Читаем Кавказские повести полностью

Наутро Искендеру отослана была половина кабина, то есть откупа за невесту, обращаемого обыкновенно на приданое. Искендер-бек чуть не оторвал себе ушей, чтобы увериться, не обманывают ли они его! Нет; весть эта была слишком несомнительна. Возвращенный мешок с рублями лежал перед ним неотвергаемым доказательством; тетка его Аджа-ханум бранилась так искренно, что слов ее нельзя было принять за шутку. Сначала, оглушенный неожиданным отказом, он сидел бледный, безмолвный, с неподвижными очами, как тело, только что охладелое в труп. Но скоро юная кровь зажглась негодованием, и оно вырвалось наружу буйным потоком угроз и проклятий. Быть столь близким к счастию, подносить уже к устам заветную чашу — и вдруг вместо желанного, драгоценного питья выпить горькую обиду, облиться несмываемым позором! О, это заставило бы вспыхнуть самое ледяное сердце, закипеть самую ползучую кровь! Никогда любовница не кажется нам так прелестною, так любимою, как похищенная изменой или судьбой. Тогда любовь нарастает на весь ужас разлуки, а бешенство за разлуку раскипается всем пламенем страсти. Искендер-бек неистовствовал: разбил вдребезги хрустальный кальян свой, выбросил за окно зеркало, изорвал в клочки свою круглую подушку, вытолкал в шею нукера, который явился было с неуместными услугами. Он упал от изнеможения, но злость не потухла вместе с силами: он грыз подушку и плакал. Наконец рассудок взял верх, но если гнев, если безнадежная любовь покинула голову, они тем не менее терзали его сердце. Два дня и три ночи, обманутый в самых законных своих надеждах, юноша не мог спать, не хотел есть. Но потом азиатская природа передвоила все бурные чувства в тихий, медленный яд желания и мести. Он перебирал и отвергал все средства отмстить вероломному Фетхали, не подвергая себя опасности от русского правительства. О, если б это было при ханах, — удар ему кинжалом в бок, и все кончено! И Кичкене стала бы его собственностью, после месячного бегства! Теперь иное!.. Теперь надо!.. Искендер углубился в размышление, как это надо? А перед ним давно уже стоял Гаджи-Юсуф. Право, за вычетом хвастовства и трусости, этот Гаджи-Юсуф был предоброе создание. Горесть товарища тронула его: если б умел, он бы заплакал, глядя на безмолвную задумчивость Искендера. Он тихо коснулся плеча хозяина и хотя разодет был как свежепривозный кашенг, франт из Тебри-за, однако сказал свой «селям» самым степенным голосом.

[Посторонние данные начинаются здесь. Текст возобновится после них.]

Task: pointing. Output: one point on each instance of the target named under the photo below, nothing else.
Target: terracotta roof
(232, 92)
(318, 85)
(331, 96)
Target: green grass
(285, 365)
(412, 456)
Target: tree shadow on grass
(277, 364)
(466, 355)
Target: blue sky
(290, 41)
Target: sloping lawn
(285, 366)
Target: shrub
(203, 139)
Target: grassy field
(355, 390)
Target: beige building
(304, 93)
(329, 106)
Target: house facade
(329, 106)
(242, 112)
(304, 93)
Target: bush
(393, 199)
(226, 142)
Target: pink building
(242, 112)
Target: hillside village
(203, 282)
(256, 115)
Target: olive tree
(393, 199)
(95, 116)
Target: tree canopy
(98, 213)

— На хабер (Что нового)? — спросил очнувшийся Искендер.

— Пришло три корабля с хлебом: народ веселится.

— Если б пришли три корабля с мышьяком на отраву всем дербентцам, я бы радовался один более, чем теперь они все вместе.

— Помилуй, Искендер, за что такая опала! Не хочешь ли ты подражать Эгри-Абу-Талебу[146], который еще в люльке на кого-то рассердился и до сих пор косится на целый свет? Пришло — пройдет!

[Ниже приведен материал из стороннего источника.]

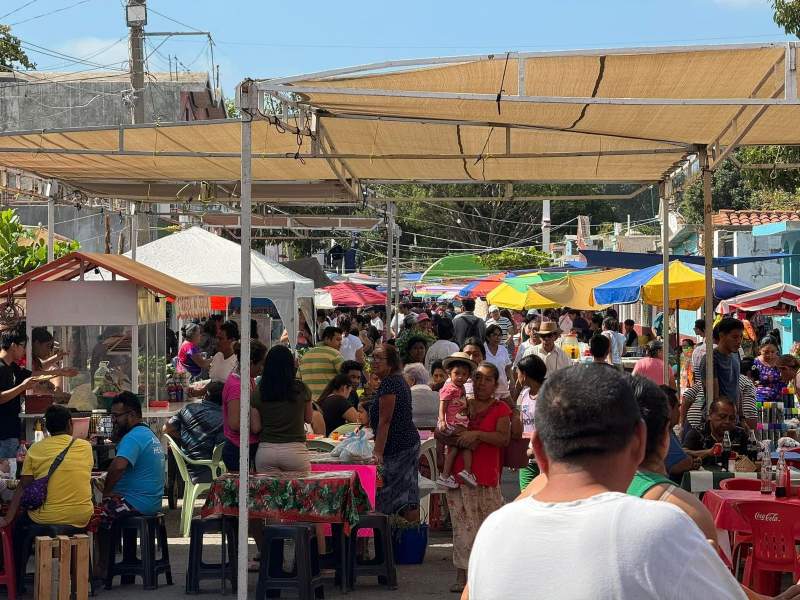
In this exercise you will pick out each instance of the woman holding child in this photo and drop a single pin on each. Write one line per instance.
(488, 433)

— Ты слышал, Юсуф? Верно, уж слышал! Ну, рассказывай, что про меня шепчут в Дербенте?

— Ничего не шепчут, на всех базарах и перекрестках только в бубны бьют, что тебе отказала мать Кичкени.

— Мать? Мерзавец этот Фетхали!.. Убью его и уйду, скроюсь в горы!

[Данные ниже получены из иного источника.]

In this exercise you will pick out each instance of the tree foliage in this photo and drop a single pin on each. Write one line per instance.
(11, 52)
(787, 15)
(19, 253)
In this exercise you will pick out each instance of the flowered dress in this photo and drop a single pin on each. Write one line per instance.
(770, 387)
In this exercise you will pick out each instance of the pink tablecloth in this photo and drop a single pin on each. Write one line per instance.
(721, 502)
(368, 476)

— А что, разве тебе Карадаг[147] дядя! Видно, ты еще не лакомился просяными чуреками, душечка Искендер. Велика хитрость убить да уйти, и потом по конец жизни облизываться на дым родного города! Анасыны, бабасыны… Гораздо лучше побить порядком этого Фетхали — и гайда в Баку! Там, если тебя оседлала такая охота жениться, ты можешь на пробу купить себе жену на два, на три месяца. Прекрасное это заведение — метеги[148], для удобства путешественников, черт меня покарай, прелюбезное! Я сам женился на четыре месяца; да, слава Аллаху, бежал до срока от моей красавицы. Рад, что ноги унес! Бывало, сплю и боюсь — откусит она мне нос из нежности. Так-то, Искендер-бек! Отведай сам, правду ли я говорю, и, воротясь, — об заклад побьюсь, — ты за спасибо пешкеш привезешь Фетхали, что он не отдал тебе племянницы. Искендер-бек был угрюм и безмолвен.

— Душечка, цветок ты, Искендер-бек! Ты ничего не слышишь, будто уши по воду послал; а печален так, словно сердце твое забили в фелаку (лещотку)* и отдубасили по пятам. Экая невидаль — невеста! Брось только горсть червонцев на улицу да закричи: «Гель-гель-гель!» — набежат свахи словно куры. Надоедят тебе жены, вспомни меня, надоедят!

Искендер не внимал ничему.

— Да и об чем ты так грустишь, Искендер? Что за звезда твоя невеста! Что за красавица такая! Глаза у ней один больше другого, а сама так смугла, что ты разоришься на одни белила; да к тому ж, кажется, немножко кривобока. Видел, брат, я ее не раз!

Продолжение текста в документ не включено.